La Carta per i diritti universali del lavoro (http://goo.gl/bncAsY) è la riscrittura del diritto del lavoro.

Tutta la Cgil è impegnata in un grande confronto che mette al centro le tutele dei lavoratori, in questi anni attaccate e indebolite da un processo di destrutturazione. Le tutele di tutti, non solo dei subordinati pubblici e privati: la Cgil parla così a tutta la galassia dei lavoratori parasubordinati, veri o finti autonomi, a professionisti e atipici, flessibili, precari, discontinui.

Cos’è la Carta? Un testo composto da 97 articoli, un progetto di legge di iniziativa popolare che estenda diritti a chi non ne ha e li riscriva per tutti alla luce dei grandi cambiamenti di questi anni, rovesciando l’idea che sia l’impresa, il soggetto più forte, a determinare le condizioni di chi lavora, il soggetto più debole.

E i diritti fondamentali sono variegati, vanno dal compenso equo e proporzionato alla libertà di espressione, dal diritto alla sicurezza al diritto al riposo, ma anche alle pari opportunità e alla formazione permanente, un aggiornamento costante di saperi e competenze.
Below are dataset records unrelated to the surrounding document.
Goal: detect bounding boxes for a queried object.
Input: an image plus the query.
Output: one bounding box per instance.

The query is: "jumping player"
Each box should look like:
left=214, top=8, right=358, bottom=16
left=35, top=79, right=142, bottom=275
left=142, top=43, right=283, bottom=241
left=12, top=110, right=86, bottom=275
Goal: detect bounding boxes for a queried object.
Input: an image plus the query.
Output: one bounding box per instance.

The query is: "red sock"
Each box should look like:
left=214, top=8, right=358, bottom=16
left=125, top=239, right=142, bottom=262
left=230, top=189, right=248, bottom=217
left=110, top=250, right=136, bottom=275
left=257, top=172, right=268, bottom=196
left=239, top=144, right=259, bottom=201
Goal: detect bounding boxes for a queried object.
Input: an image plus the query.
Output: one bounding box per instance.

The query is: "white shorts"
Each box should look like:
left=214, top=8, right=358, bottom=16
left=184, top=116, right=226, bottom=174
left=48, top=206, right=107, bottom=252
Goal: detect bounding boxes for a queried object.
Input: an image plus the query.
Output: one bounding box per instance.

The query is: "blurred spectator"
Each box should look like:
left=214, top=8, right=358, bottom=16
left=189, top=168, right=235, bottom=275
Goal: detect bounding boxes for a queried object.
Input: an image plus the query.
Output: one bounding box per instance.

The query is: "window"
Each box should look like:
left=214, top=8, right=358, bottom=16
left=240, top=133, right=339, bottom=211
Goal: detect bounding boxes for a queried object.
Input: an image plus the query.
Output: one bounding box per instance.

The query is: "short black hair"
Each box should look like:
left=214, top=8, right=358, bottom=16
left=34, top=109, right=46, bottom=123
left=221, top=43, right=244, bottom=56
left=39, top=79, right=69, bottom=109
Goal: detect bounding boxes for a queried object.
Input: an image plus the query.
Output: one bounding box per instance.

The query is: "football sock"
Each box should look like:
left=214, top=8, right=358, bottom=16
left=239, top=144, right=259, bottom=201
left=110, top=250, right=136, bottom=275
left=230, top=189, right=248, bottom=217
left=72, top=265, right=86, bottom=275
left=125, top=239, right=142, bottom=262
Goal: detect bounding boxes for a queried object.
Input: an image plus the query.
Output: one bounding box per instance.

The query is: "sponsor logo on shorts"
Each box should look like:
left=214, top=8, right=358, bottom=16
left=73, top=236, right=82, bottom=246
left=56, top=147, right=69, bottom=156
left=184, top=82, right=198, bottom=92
La Cgil ne discute con la propria base, in uno straordinario processo di confronto e consultazione con gli iscritti ai quali chiede di esprimersi sul progetto attraverso migliaia di assemblee nei luoghi di lavoro e nei territori. Le assemblee proseguiranno fino al 19 marzo, dopo di che le opinioni degli iscritti saranno verbalizzate e certificate.